The Own-Race Bias for Face Recognition is a very real thing. It stems from nothing more then as a baby I looked mostly at my parents and relatives who are from a ethnicity to myself so I will be better capable at picking out differences among individuals of that ethnicity. This is true of nearly everyone (excluding adoptions which are a very interesting case study). It’s well known that african, asians, europeans, and native americans have very different defining facial features and so I learned on a specific trait which simply doesn’t help when looking at other ethnicities. This is a bias but it is not a malicious one and only my actions from this can be malicious. Twitter can have this accidental bias which no reasonable training dataset would have picked up, this does not make them evil, them refusing to address the problem would have been but that is clearly not what’s happening.
How exactly is accidental racism not racism?
But it _is_ racist. It’s preferring one race over another. That’s the definition of racism.
“Racist” isn’t some monolithic identity, it’s anything that favors or degrades one race over another. Any action, any policy, any statement, any process.
To call this “not racist’ either demonstrates that you do not understand what racism really is, or says some very unpleasant things about your beliefs.
AI downfalls like these are going to have very interesting and controversial implications in field like autonomous driving.
That is a scary outlook.
Sensor fusion where not all one’s eggs are in the same basket.
Can someone explain what exactly I’m supposed to be seeing here? All I’m seeing is a bunch of duplicate images where the left or right is higher than the other image…
Yeah. Less than perfect images were chosen for this article.
The gimmick is you make a very long image, with two people. Like a strip of individual photos. B/c the aspect ratio is too long, it has to crop. The issue is the resulting image.
The images chosen here are all “afters” with no “befores”, which hides the issue… Hold on.
Before:
After:
And then you run it with top/bottom switched and find the same result. And then you run it with one white guy in the middle of 10 black guys, and you get the same result.

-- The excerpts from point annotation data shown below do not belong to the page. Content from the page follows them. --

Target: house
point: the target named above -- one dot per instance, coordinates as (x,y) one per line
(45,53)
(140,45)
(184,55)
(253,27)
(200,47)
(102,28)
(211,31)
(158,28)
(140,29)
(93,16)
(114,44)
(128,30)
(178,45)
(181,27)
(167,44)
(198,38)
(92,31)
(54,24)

I have no idea if the “positive” results displayed on Twitter were cherry-picked or not, so I’m a little hesitant to draw conclusions. But these surely do demonstrate the effect.
If the above is legit, makes you wonder about the training dataset and lack of testing/quality control. As already mentioned, software does not exhibit “racism“, but that does not keep social media from commenting.
How classy of you to use Lenny and Carl for illustration <3
The test images are bigger than the area twitter uses to display them with two people of different skin colour
So there is an algorithm that crops the images.
This algorithm could just use the center of the image or could focus on something ‘interesting’.
And this is where people with lighter skin are prefered and so we are talking of some kind of racism.
The reason could simply be that lighter skin colors have more contrast, so that faces are easier to identify.
“Regardless of this fact, the problem does exist, with negative consequences for those impacted. While a simple image crop may not sound like much, it has the effect of reducing the visibility of affected people and excluding them from online spaces. ”
Flip side of the coin. Less likely to fall into the surveillance state trap. Sure we want to fix this?